NEW YORK (CNN) -- There is little doubt what would most motivate President Bush if he gets four more years.

"We must aggressively pursue them and defeat them in foreign lands, so we do not have to face them here at home," is how Bush put it in a recent campaign speech in Iowa, promising to continue an aggressive war on terrorism.

But as he makes his case for re-election, Bush also offers a list of domestic policy priorities for a second term - a list shaped significantly by the unfinished, and contentious, agenda of his first four years.

For example, Bush credits his signature tax cuts with helping pull the economy out of recession. But those cuts are slated to expire, most after 10 years, and Bush has said pushing Congress to make them permanent is a major goal.

That push, however, gets less emphasis in campaign speeches these days. Support wasn't strong enough in the Republican-controlled Congress to make the tax cuts permanent this year. Bush has shifted his campaign strategy and is now suggesting that a victory by Democrat John Kerry would lead to bigger government and higher taxes.

White House aides say Bush will offer details of his second-term agenda when he speaks to the Republican National Convention on Thursday. These aides say the proposals will be consistent with themes already highlighted by the president and will reflect his pledge to slice the record budget deficit in half.

The transition from surplus to deficit on Bush's watch has made it more difficult to win support for costly new initiatives. It also has become a source of quiet friction with fiscal conservatives who love the president's tax cuts but believe he must make a stronger effort to rein in federal spending.

Asked about priorities for a second Bush term, David Keene, chairman of the American Conservative Union, said: "He's going to do the international things he needs to do but he is also going to try to get control of domestic spending, which frankly he has to do because it is increasing at a rate that nobody projected.
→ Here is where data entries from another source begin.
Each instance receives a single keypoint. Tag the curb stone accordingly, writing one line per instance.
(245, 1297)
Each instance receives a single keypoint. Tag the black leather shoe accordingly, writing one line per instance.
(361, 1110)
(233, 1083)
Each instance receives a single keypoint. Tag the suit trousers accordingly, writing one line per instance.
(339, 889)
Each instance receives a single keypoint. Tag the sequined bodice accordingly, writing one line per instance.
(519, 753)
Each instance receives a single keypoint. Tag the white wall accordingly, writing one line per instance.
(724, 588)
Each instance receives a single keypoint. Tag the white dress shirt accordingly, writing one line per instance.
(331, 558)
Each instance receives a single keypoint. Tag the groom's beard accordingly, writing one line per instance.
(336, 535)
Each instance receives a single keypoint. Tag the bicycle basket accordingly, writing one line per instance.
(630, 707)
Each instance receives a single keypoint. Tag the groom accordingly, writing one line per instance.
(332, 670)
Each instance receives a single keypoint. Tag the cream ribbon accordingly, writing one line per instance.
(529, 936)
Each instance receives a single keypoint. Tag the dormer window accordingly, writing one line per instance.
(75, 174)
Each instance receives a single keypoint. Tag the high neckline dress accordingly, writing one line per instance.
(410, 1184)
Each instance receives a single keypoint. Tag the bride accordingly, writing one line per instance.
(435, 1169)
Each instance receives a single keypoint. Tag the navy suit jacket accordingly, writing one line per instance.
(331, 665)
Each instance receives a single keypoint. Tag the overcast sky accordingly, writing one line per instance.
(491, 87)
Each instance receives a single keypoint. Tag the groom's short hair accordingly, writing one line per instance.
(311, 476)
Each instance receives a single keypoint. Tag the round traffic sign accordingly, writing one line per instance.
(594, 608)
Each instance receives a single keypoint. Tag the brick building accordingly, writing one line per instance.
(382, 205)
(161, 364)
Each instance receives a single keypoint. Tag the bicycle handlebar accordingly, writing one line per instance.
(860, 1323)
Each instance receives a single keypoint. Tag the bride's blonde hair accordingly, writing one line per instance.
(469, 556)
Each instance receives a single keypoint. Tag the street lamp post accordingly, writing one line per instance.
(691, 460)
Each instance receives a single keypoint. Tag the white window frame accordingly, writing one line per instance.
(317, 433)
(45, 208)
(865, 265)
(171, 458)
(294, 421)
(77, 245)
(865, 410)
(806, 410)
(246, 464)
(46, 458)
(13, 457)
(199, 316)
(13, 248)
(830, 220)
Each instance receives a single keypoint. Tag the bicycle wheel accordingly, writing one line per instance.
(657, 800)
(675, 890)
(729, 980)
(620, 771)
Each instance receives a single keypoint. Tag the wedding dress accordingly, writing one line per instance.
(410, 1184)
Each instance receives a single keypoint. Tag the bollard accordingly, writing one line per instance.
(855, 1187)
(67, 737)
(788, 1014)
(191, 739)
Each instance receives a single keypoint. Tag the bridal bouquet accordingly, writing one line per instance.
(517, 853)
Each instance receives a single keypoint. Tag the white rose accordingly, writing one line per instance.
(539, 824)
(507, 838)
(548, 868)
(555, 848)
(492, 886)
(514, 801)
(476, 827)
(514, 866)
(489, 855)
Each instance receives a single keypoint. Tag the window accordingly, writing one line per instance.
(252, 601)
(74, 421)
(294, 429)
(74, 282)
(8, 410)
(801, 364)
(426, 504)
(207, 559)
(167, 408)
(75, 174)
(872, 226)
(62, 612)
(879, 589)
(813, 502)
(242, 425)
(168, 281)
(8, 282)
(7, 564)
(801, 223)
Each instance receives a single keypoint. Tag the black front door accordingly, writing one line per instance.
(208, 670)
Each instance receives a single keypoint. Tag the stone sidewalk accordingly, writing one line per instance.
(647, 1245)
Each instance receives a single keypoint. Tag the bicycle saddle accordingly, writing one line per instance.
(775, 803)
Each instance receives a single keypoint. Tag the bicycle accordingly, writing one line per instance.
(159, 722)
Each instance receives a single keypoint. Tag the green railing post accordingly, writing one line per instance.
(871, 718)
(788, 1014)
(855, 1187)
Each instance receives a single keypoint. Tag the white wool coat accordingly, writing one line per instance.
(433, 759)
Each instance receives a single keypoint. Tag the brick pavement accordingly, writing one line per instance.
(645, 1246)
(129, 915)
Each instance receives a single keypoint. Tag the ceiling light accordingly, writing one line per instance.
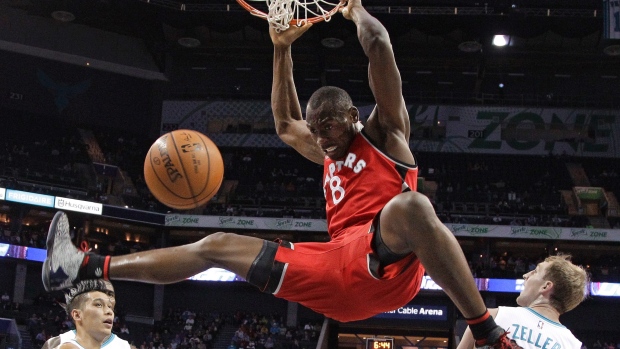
(189, 42)
(470, 46)
(63, 16)
(612, 50)
(501, 40)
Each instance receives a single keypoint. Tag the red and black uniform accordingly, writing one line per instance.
(339, 278)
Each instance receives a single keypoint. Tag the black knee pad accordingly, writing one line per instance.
(265, 273)
(384, 254)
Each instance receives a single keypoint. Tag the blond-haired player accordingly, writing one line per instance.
(553, 288)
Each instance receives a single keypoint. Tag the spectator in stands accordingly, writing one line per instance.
(555, 287)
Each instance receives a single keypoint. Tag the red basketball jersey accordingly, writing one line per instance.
(358, 187)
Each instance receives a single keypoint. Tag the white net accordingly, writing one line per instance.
(282, 13)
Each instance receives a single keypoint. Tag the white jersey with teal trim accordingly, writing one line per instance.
(533, 331)
(113, 342)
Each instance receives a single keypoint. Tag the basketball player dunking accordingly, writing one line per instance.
(384, 234)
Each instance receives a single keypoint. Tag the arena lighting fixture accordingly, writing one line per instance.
(63, 16)
(189, 42)
(470, 46)
(501, 40)
(612, 50)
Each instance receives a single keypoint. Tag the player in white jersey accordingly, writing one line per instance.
(113, 342)
(90, 304)
(553, 288)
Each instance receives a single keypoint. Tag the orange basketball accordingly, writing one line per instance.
(183, 169)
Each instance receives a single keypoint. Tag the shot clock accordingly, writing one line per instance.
(379, 343)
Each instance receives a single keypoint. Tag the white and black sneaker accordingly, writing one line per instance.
(62, 265)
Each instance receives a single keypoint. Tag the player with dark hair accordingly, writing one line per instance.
(555, 287)
(384, 234)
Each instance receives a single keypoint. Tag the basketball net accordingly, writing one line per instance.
(282, 13)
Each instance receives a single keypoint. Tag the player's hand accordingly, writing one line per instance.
(346, 10)
(287, 37)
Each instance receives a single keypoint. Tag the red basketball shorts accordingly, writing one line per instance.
(335, 278)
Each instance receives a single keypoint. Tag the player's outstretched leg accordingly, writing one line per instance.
(62, 265)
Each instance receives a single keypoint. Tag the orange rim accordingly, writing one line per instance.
(295, 21)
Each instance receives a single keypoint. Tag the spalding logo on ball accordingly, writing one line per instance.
(183, 169)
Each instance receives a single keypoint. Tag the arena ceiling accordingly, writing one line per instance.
(447, 38)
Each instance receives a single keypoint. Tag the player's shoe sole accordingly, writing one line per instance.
(62, 265)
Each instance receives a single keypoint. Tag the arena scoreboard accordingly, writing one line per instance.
(379, 343)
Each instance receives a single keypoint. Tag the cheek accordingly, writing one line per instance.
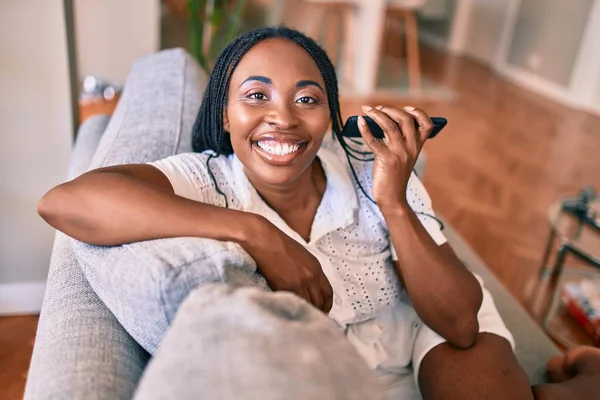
(319, 122)
(242, 119)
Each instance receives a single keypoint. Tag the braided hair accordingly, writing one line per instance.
(208, 131)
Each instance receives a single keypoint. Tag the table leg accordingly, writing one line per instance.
(544, 265)
(554, 279)
(371, 17)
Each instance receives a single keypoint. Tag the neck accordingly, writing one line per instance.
(305, 192)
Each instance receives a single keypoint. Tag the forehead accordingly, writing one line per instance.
(278, 59)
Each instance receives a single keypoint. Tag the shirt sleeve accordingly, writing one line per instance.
(420, 202)
(189, 176)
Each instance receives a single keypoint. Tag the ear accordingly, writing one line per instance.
(225, 119)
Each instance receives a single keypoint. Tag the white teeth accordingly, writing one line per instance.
(278, 148)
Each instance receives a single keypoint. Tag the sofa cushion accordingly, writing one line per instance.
(144, 283)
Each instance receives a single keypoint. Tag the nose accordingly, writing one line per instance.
(283, 117)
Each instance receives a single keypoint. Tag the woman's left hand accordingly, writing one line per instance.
(396, 158)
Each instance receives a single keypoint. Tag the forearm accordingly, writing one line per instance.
(445, 295)
(113, 209)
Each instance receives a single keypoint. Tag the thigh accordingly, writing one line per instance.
(249, 344)
(488, 370)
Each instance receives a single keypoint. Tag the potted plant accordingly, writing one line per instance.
(213, 23)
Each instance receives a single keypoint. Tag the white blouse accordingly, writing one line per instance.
(349, 236)
(350, 239)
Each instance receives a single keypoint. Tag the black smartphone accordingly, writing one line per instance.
(351, 127)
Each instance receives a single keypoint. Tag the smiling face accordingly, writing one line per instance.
(277, 112)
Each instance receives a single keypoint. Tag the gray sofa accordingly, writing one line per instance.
(81, 350)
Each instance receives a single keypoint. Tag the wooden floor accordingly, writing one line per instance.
(16, 343)
(504, 157)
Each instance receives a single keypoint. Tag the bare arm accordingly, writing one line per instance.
(129, 203)
(443, 292)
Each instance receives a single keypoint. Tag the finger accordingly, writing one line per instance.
(425, 125)
(390, 128)
(557, 369)
(314, 291)
(406, 124)
(327, 293)
(303, 292)
(374, 144)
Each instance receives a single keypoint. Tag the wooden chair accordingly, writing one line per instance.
(332, 23)
(404, 12)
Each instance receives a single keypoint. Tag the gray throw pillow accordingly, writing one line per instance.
(144, 283)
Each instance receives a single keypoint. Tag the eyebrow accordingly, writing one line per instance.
(268, 81)
(308, 83)
(259, 78)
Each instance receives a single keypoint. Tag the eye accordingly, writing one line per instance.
(306, 100)
(257, 96)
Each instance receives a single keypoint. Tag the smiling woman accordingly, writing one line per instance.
(265, 175)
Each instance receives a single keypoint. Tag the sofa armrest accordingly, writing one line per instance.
(81, 351)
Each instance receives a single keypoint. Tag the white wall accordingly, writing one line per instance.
(486, 22)
(35, 132)
(112, 34)
(547, 37)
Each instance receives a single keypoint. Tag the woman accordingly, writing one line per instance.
(356, 239)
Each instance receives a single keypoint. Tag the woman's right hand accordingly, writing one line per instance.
(288, 266)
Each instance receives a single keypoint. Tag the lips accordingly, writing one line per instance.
(279, 151)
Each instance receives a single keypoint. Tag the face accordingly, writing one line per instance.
(277, 113)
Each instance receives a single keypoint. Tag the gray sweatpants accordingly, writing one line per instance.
(249, 344)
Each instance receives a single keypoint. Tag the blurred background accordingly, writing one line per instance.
(518, 81)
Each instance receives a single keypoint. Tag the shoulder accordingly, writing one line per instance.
(193, 175)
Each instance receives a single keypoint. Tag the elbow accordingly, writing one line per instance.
(464, 333)
(56, 208)
(49, 206)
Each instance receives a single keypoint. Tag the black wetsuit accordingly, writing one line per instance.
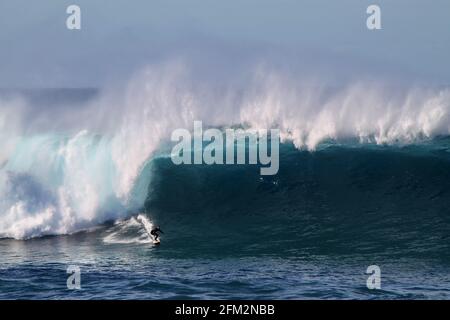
(155, 233)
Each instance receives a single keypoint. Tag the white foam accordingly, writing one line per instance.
(78, 167)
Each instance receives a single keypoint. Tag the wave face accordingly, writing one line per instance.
(340, 199)
(73, 163)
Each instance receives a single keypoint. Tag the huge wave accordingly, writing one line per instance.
(67, 167)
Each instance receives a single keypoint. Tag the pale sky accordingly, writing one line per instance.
(117, 37)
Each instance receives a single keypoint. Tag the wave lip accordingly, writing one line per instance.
(65, 169)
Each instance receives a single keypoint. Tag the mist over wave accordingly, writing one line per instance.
(67, 167)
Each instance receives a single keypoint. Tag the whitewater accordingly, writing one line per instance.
(68, 168)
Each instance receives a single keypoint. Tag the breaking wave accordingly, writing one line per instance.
(69, 166)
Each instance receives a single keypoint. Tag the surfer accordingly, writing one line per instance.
(155, 232)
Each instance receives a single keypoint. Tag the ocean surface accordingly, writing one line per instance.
(309, 232)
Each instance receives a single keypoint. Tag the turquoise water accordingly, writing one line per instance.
(308, 233)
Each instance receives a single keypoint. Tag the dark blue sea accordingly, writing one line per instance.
(309, 232)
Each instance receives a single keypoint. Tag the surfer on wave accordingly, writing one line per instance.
(155, 232)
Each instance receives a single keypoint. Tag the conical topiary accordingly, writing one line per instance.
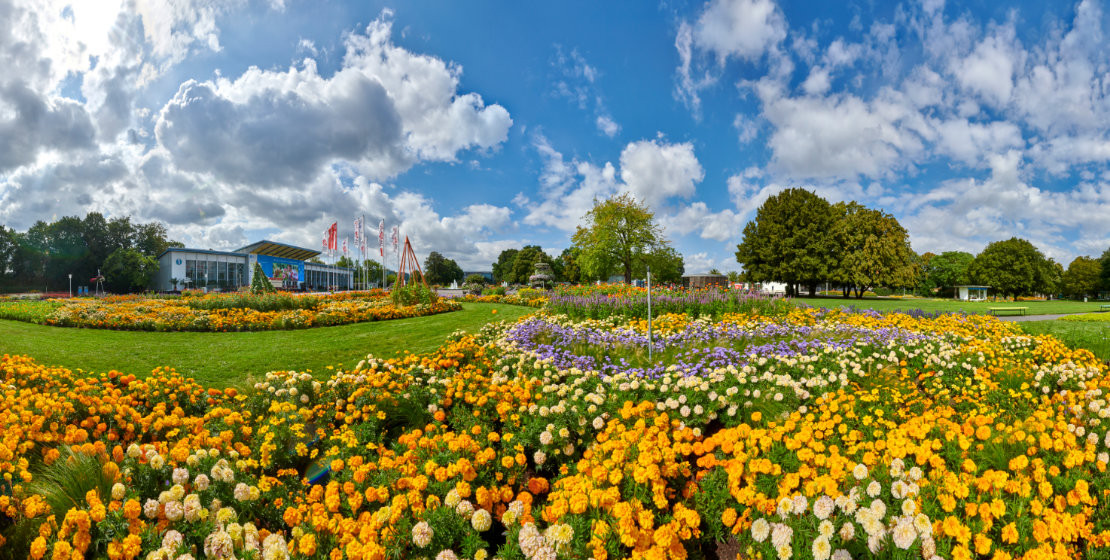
(260, 284)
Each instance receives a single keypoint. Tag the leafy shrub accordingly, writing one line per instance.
(413, 294)
(260, 284)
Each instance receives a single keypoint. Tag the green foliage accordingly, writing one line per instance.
(873, 248)
(1105, 275)
(127, 270)
(1082, 277)
(503, 268)
(412, 294)
(619, 234)
(568, 260)
(667, 266)
(260, 284)
(44, 254)
(1012, 267)
(524, 265)
(941, 272)
(440, 270)
(66, 481)
(789, 240)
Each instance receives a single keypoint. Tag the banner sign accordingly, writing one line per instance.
(286, 270)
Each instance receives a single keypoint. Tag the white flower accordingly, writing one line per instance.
(422, 533)
(785, 506)
(481, 520)
(904, 533)
(780, 535)
(824, 507)
(847, 531)
(799, 505)
(922, 525)
(759, 529)
(821, 548)
(150, 509)
(180, 476)
(784, 552)
(826, 528)
(859, 471)
(464, 508)
(172, 539)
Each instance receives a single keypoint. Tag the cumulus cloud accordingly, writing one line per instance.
(652, 170)
(743, 29)
(577, 81)
(385, 110)
(655, 171)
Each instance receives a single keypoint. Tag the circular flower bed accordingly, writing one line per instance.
(220, 312)
(807, 435)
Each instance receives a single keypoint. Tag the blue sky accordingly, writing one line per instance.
(477, 126)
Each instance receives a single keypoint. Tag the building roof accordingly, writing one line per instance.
(279, 250)
(199, 251)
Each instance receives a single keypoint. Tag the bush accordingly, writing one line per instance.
(413, 294)
(260, 284)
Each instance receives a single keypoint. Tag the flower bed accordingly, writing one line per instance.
(219, 313)
(814, 434)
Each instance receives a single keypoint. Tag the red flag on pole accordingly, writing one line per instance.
(381, 237)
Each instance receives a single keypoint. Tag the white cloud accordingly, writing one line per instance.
(654, 171)
(739, 28)
(744, 29)
(607, 125)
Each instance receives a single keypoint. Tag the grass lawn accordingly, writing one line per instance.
(1055, 307)
(221, 359)
(1092, 336)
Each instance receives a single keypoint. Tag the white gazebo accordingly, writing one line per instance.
(971, 293)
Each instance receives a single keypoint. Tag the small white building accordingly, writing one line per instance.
(971, 293)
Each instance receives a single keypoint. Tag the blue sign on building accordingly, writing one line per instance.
(288, 271)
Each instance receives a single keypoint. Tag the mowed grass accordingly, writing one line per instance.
(1092, 336)
(1053, 307)
(238, 359)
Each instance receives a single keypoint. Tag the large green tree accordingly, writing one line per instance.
(617, 235)
(789, 241)
(945, 271)
(503, 268)
(873, 250)
(569, 261)
(1012, 267)
(524, 264)
(441, 270)
(128, 270)
(667, 265)
(1082, 277)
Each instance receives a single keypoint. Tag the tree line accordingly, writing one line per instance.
(43, 256)
(799, 238)
(617, 236)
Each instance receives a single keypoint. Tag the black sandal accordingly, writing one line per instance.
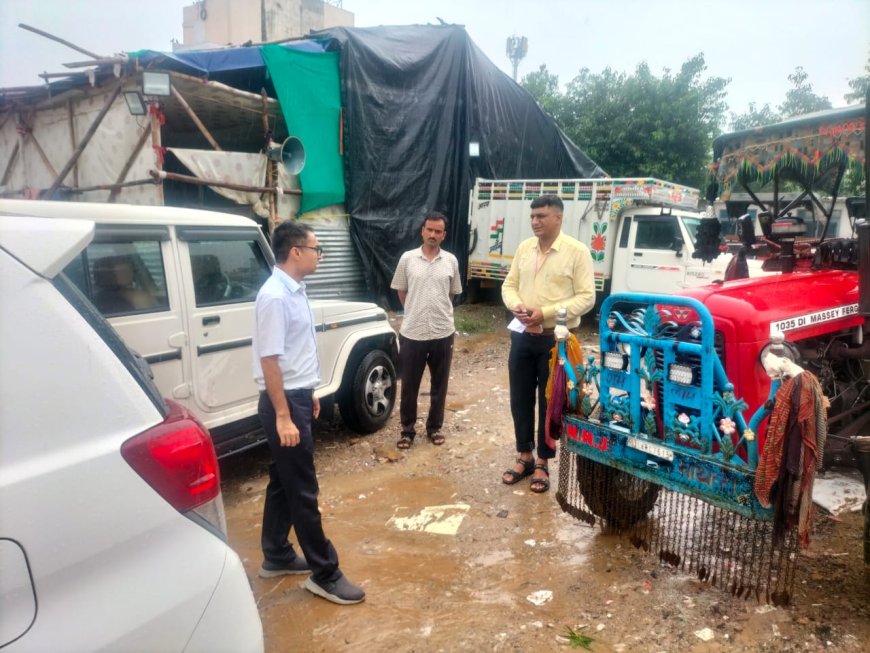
(540, 485)
(436, 438)
(515, 476)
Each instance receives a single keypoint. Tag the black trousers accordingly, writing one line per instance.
(528, 370)
(291, 496)
(414, 356)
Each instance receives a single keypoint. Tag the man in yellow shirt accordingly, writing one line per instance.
(549, 271)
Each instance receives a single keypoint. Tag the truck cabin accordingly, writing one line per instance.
(781, 184)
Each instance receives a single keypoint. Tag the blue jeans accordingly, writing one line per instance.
(291, 496)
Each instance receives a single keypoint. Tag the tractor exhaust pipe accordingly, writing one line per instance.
(864, 269)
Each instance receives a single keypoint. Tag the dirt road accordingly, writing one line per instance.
(453, 560)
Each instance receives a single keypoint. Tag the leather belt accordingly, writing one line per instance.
(545, 332)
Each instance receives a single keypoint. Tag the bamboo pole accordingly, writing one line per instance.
(218, 85)
(72, 138)
(97, 62)
(10, 164)
(59, 40)
(87, 137)
(42, 155)
(173, 176)
(157, 147)
(196, 121)
(115, 188)
(129, 164)
(270, 165)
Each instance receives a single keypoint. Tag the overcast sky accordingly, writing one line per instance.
(757, 43)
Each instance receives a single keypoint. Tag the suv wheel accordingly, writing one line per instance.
(368, 402)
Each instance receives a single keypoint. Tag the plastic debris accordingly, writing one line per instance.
(540, 597)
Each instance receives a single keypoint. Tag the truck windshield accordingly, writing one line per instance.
(692, 225)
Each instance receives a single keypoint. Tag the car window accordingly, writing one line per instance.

This is the fastest increase in many, many years."

Other domestic priorities Bush lists for a second term are:

*Energy policy: The administration's energy plan stalled on Capitol Hill, in part because of opposition to calls for more domestic oil and gas exploration, especially in the Arctic National Wildlife Refuge. Bush has promised to push again if re-elected.

*Faith-based initiative: The president's call for more government money to flow to churches and other religious organizations that provide social services also stalled in Congress -- and the push would carry over to a second term.

*Medical liability overhaul: This is yet another first-term proposal that lacks enough support in Congress. Bush says it is critical to place caps on damages in medical malpractice suits -- and in drawing a contrast with Sen. Kerry refers to the Democrat's choice of former trial lawyer Sen. John Edwards to share his ticket.

"My opponent made his choice, and he put him on the ticket," Bush says. "I made my choice, and I am for medical liability now."

*Health care: "We've got to do more to make sure quality health care is available and affordable," is a staple line in the president's stump speech. Among the Bush proposals is to allow small businesses to pool together to buy coverage, an arrangement know as association health plans.

On the world stage, one interesting test if Bush wins a second term would be his ability to manage strains in longtime alliances because of the war in Iraq and other first-term Bush administration decisions.

Sen. Kerry criticizes Bush for ignoring and abusing longtime alliances. Although Bush rejects that label, even his closest supporters concede he is angered by repeated criticism from some international leaders, perhaps chief among them President Jacques Chirac of France.

"It's not unfair to say he doesn't forget, but that doesn't necessarily translate into holding a grudge," said Bush-Cheney political adviser Mary Matalin. She said Bush always puts the country's interests ahead of personal differences or rivalries.

"He's not going to hold it against whoever said whatever about him," Matalin said. "But it's a good thing not to forget, and it's a good thing to know who your friends are."